Thu. Mar 23rd, 2023

The pound has plummeted to its lowest level against the dollar in history, falling more than 4 per cent, as the markets responded to the announcement of Britain’s biggest tax cuts in 50 years.

Sterling tumbled to $1.035 on Monday in early Asia trading before it regained some ground to about $1.05, still a 20-year low.

The collapse of the pound comes after chancellor Kwasi Kwarteng hinted that more tax breaks could come after his mini-Budget on Friday announced huge tax cuts and massive borrowing

Mr Kwarteng on Sunday attempted to assuage people’s fears that the mini-Budget mainly helps the rich, saying the cuts “favour people right across the income scale”.

He and Liz Truss have rejected analysis indicating that the measures – which include abolishing the top rate of income tax for the highest earners – will see only the incomes of the wealthiest households grow.

The pound was buying less than a euro or dollar at one international bureaux de change this morning. The Change Group office at London St Pancras International was selling €100 for £108.84 – valuing the pound at less than 92 euro cents.

Labour’s Rachel Reeves said on Monday she was “extremely worried” about the latest slump in the pound, warning that it would put pressure on the Bank of England to raise interest rates.

It comes as one of the chancellor’s allies told The Times the drop in the pound’s worth was merely “City boys playing fast and loose with the economy … it was bound to happen. It will settle”.

Ms Reeves told Times Radio: “Instead of blaming everybody else … instead of behaving like two gamblers in a casino chasing a losing run, they should be mindful of the reaction not just on the financial markets but also of the public.”

Chloe Smith, the work and pensions secretary, told Sky News: “I wouldn’t be able to comment on market movements … lots of factors go into market movements.”

In an interview with CNN, Ms Truss rejected comparisons with Joe Biden’s approach, after the US president said he was “sick and tired of trickle-down economics”.

Asked whether she was “recklessly running up the deficit”. Ms Truss said: “I don’t really accept the premise of the question at all.”

Mr Kwarteng and Ms Truss could continue their spree in the New Year, with possible further reductions in income tax and the loosening of immigration rules and other regulations.

The government is reportedly considering abolishing a charge for parents who earn more than £50,000 and claim child benefit, increasing the annual allowances on pension pots and a tax break for people who stay at home to care for children or loved ones.

The £45bn tax-slashing package was met with alarm by leading economists, some Tory MPs and financial markets, fuelling predictions sterling could plunge to parity with the US dollar by the end of the year.

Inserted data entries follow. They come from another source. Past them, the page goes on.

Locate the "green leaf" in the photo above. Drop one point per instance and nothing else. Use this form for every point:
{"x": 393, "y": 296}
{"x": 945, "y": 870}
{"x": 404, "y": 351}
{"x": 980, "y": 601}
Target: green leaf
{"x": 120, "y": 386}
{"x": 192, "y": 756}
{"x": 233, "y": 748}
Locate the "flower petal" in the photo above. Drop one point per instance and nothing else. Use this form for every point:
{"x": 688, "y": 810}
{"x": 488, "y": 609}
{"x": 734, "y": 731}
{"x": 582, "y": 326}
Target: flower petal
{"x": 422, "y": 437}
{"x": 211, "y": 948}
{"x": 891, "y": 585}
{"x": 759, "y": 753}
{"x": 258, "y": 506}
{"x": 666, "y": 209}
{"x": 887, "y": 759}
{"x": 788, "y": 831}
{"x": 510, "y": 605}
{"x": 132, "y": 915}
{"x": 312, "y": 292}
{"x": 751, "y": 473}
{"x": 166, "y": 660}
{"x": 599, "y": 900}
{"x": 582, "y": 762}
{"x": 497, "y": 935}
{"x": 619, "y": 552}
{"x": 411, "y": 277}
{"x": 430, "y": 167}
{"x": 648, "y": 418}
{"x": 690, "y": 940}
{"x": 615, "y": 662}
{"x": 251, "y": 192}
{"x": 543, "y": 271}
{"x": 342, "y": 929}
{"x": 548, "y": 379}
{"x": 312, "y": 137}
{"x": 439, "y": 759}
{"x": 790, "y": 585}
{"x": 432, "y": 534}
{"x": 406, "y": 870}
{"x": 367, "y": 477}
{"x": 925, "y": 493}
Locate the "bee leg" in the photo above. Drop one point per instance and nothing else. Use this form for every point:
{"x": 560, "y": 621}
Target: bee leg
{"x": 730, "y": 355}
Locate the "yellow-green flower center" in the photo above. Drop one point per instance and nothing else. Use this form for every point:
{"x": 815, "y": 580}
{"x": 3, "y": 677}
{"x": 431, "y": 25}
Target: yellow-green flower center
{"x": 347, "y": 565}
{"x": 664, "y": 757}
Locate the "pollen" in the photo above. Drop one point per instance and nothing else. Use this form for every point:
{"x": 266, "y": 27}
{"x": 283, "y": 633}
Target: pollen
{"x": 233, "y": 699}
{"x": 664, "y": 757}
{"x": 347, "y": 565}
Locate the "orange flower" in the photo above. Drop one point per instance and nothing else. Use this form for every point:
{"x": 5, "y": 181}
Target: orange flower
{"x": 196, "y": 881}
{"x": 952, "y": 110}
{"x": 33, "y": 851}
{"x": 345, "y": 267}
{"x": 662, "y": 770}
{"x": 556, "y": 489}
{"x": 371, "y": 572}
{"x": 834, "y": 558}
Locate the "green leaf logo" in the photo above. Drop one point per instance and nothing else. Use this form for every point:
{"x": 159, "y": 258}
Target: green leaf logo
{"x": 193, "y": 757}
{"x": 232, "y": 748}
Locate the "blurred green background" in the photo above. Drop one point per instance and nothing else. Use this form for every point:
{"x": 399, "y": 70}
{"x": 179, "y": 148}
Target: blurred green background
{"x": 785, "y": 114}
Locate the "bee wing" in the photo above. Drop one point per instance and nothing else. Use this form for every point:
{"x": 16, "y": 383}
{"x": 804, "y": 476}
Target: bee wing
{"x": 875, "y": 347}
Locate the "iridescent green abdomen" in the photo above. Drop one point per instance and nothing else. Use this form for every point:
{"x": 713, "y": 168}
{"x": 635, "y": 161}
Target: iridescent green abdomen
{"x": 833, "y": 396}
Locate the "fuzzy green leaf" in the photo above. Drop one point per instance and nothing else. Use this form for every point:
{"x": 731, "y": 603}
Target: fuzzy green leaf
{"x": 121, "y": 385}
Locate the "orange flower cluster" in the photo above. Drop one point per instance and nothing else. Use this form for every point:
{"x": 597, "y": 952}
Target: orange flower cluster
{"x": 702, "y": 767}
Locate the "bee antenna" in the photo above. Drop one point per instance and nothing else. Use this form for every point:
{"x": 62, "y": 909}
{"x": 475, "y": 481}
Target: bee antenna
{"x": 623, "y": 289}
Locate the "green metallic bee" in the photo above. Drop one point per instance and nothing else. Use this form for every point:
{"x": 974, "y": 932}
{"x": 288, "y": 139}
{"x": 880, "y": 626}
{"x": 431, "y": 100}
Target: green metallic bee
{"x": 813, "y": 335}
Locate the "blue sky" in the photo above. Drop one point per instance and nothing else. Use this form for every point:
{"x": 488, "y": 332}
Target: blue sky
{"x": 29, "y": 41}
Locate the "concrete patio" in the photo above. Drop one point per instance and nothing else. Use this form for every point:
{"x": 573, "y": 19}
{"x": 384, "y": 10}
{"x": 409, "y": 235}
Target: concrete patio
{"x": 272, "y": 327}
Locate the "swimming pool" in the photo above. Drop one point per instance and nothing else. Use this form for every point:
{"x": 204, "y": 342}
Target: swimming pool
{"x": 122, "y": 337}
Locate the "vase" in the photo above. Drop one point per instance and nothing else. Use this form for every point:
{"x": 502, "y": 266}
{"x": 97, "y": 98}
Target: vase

Such a slump could trigger a rebellion from Tory backbenchers, who could refuse to vote for the government’s finance bill or submit letters of no confidence, The Telegraph reported, citing backers and critics of the PM.

In a sign of Tory unease, Conservative former chancellor George Osborne urged the government to end the “schizophrenic” policy of slashing taxes and increasing borrowing.

Ms Osborne told Channel 4: “Fundamentally, the schizophrenia has to be resolved – you can’t have small-state taxes and big-state spending.”

Former deputy prime minister Damian Green told GB News “there’s more to conservatism than tax cutting”, and said with a general election in two years things “have to happen quickly”.

Labour leader Sir Keir Starmer, who pledged that a Labour government would reinstate the top income tax rate of 45 per cent, hit out at the government’s “wrongheaded” economic policies.

Liberal Democrat Treasury spokesperson Sarah Olney said: “This government has shown its true colours, making regular people pay in the long run for their economic vandalism”.

The sluggish performance of the pound has added to the concerns of investors amid a bleak market outlook and the risk of recession, as winter approaches and the war continues in Ukraine.

The price of imports of commodities valued in dollars, such as oil and gas, are set to soar if the pound continues to remain at such a low level against the US currency.